Our data are very small for this purpose and, moreover, FIN-RYT and RUS-MAS are so highly diverged that the 2D SFS contains little information. I replicated the ANGSD SFS inference for RUS-LEV, a population more closely related with RUS-MAS, and plotted the heatmap plots with R:

sfs=read.table("sfs/FIN-RYT.RUS-MAS.sfs")
data=expand.grid(X=0:20,Y=0:20)
data$logCount=log10(t(sfs))

ggplot(data) + 
  geom_tile(aes(X,Y,fill=logCount))+
  scale_fill_stepsn(colours = rev(heat.colors(15)), breaks = seq(0,7,0.5) ,na.value = "white")+
  theme_classic() + coord_cartesian(xlim=c(0,20),ylim=c(0,20)) +
  xlab("RYT")+ylab("MAS")

sfs=read.table("sfs/RUS-LEV.RUS-MAS.sfs")
data=expand.grid(X=0:20,Y=0:20)
data$logCount=log10(t(sfs))

ggplot(data) + 
  geom_tile(aes(X,Y,fill=logCount))+
  scale_fill_stepsn(colours = rev(heat.colors(15)), breaks = seq(0,7,0.5) ,na.value = "white")+
  theme_classic() + coord_cartesian(xlim=c(0,20),ylim=c(0,20)) +
  xlab("LEV")+ylab("MAS")

2D SFS for two fairly closely-related populations.

2D SFS for two very distantly-related populations.

Warning

One of the files is missing. If you want to run the R cose, you have to generate the second SFS with the command:

$ realSFS sfs/RUS-LEV.saf.idx sfs/RUS-MAS.saf.idx > sfs/RUS-LEV.RUS-MAS.sfs

Despite the limitations of the data and a very different colour scale, the plots have some resemblence to the exmaples from the moments website. In the left plot, a significant proportion of the sites segregate and the information is in the middle of the plot. In the right plot, a large fraction of the sites are in the outer-most columns and rows, meaning that the site is fixed in one population (AF=0 or AF=20) and segregates in the other or is also fixed (corners).

ANGSD is probably the best method for ingferring 2D SFSs for dadi and moments analyses.

Take-home message

Many population genetic analysis methods are based on the frequncies of derived alleles among the samples. Although the derived allele is by definition younger than the ancestral allele, it is not necesaarily the less frequent one. The derived alleles can be indetified by resolving the ancestral alleles.

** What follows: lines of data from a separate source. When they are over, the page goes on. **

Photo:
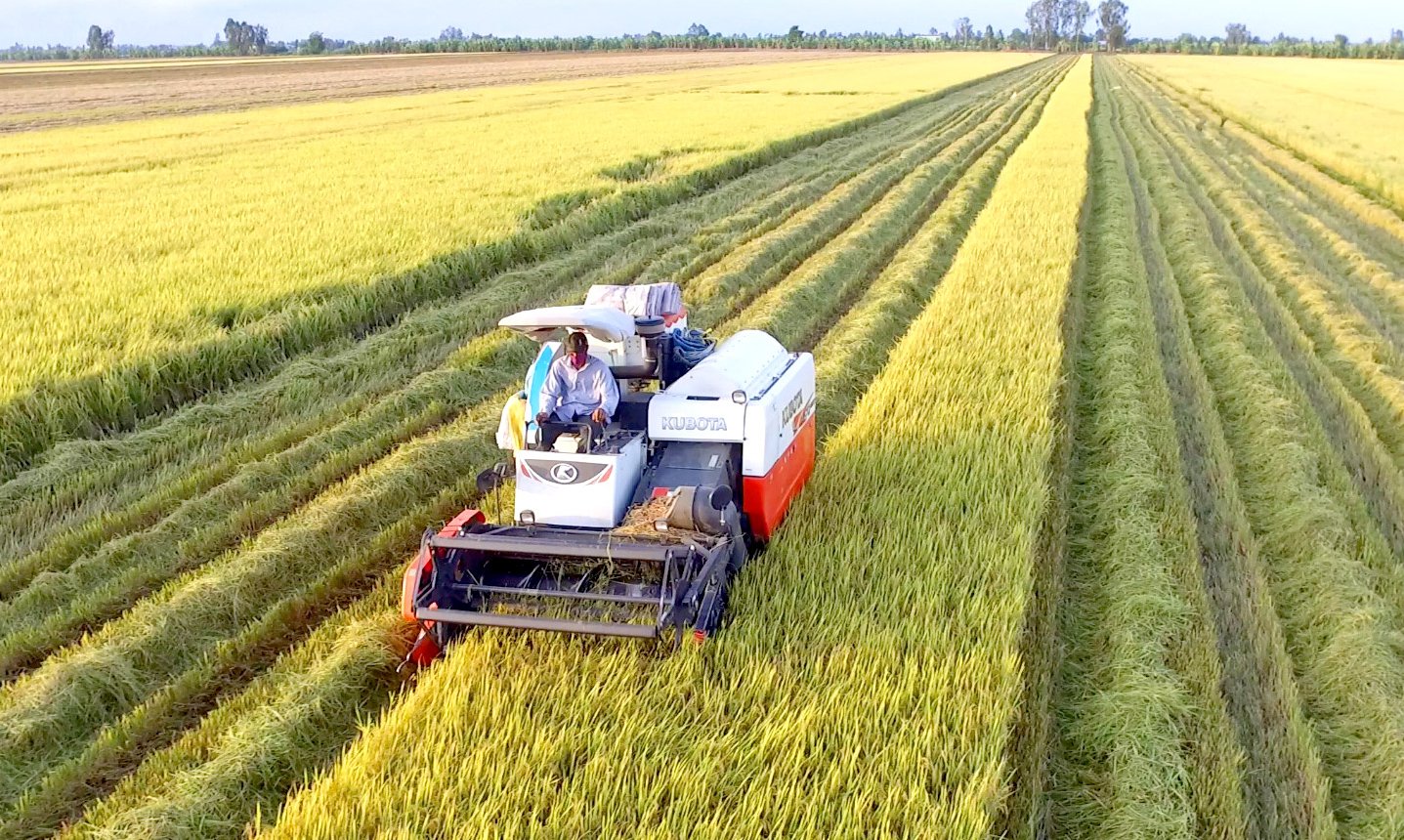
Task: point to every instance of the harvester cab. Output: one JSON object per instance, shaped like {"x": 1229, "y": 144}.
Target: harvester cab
{"x": 639, "y": 531}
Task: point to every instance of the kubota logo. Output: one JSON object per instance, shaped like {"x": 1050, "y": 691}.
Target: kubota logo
{"x": 694, "y": 423}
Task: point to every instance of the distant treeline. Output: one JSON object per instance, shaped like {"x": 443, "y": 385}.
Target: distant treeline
{"x": 1236, "y": 41}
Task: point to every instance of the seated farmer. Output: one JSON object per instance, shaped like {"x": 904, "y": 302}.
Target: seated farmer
{"x": 578, "y": 390}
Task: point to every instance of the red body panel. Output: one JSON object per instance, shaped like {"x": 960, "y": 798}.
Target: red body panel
{"x": 767, "y": 497}
{"x": 423, "y": 562}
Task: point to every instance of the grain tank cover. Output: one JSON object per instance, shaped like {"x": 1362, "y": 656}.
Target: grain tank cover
{"x": 747, "y": 361}
{"x": 604, "y": 323}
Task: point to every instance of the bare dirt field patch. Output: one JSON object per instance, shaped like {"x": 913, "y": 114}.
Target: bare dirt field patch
{"x": 109, "y": 92}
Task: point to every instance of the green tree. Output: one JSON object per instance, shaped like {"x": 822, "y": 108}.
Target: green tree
{"x": 99, "y": 39}
{"x": 1237, "y": 35}
{"x": 1111, "y": 15}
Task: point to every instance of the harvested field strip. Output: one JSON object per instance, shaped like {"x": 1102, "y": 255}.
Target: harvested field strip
{"x": 82, "y": 472}
{"x": 128, "y": 392}
{"x": 790, "y": 721}
{"x": 1337, "y": 118}
{"x": 243, "y": 756}
{"x": 1374, "y": 225}
{"x": 219, "y": 499}
{"x": 773, "y": 257}
{"x": 800, "y": 308}
{"x": 1356, "y": 399}
{"x": 1146, "y": 744}
{"x": 1337, "y": 240}
{"x": 57, "y": 609}
{"x": 1288, "y": 794}
{"x": 57, "y": 797}
{"x": 147, "y": 676}
{"x": 1323, "y": 562}
{"x": 855, "y": 349}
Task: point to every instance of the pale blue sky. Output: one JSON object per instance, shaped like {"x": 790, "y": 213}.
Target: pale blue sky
{"x": 190, "y": 21}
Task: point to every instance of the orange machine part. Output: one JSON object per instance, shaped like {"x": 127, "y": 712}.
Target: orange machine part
{"x": 767, "y": 497}
{"x": 423, "y": 562}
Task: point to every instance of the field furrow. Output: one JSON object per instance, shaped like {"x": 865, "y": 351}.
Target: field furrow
{"x": 1321, "y": 560}
{"x": 1146, "y": 743}
{"x": 1353, "y": 395}
{"x": 664, "y": 746}
{"x": 82, "y": 477}
{"x": 1288, "y": 791}
{"x": 257, "y": 339}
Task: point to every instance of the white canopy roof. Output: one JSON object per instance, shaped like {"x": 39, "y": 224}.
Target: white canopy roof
{"x": 604, "y": 323}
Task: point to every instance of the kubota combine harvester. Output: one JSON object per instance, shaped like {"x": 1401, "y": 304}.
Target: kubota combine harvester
{"x": 640, "y": 531}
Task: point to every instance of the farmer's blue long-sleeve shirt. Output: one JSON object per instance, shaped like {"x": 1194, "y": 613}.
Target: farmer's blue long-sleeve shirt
{"x": 569, "y": 394}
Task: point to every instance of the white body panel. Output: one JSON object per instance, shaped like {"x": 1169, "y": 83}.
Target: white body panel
{"x": 780, "y": 398}
{"x": 777, "y": 414}
{"x": 604, "y": 323}
{"x": 588, "y": 490}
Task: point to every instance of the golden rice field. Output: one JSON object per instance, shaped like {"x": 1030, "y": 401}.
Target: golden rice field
{"x": 1104, "y": 539}
{"x": 1340, "y": 115}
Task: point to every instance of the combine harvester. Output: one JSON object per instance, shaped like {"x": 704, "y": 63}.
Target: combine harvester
{"x": 638, "y": 532}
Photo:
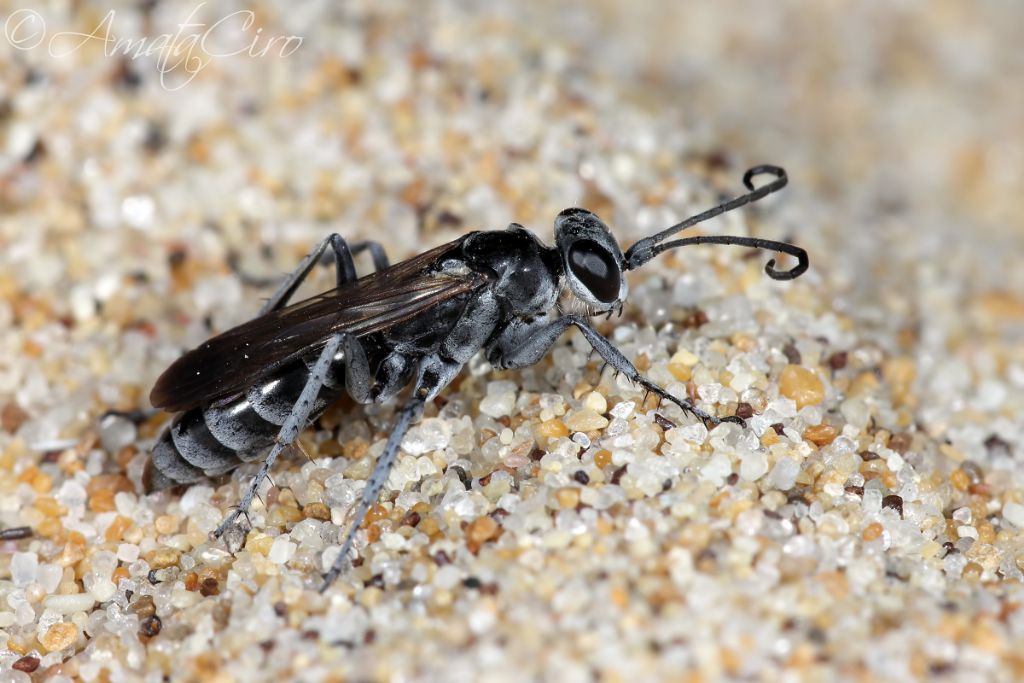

Genotypes inferred from low-coverage data – widely used in population genetics – contain errors. ANGSD is a method specifically designed for low-coverage data and takes into account the uncertainty of the data by not only considering the best genotype but the likelihoods of multiple alternative genotypes. The downside of the approach is that the anlyses are slower and the intermediate files are much larger.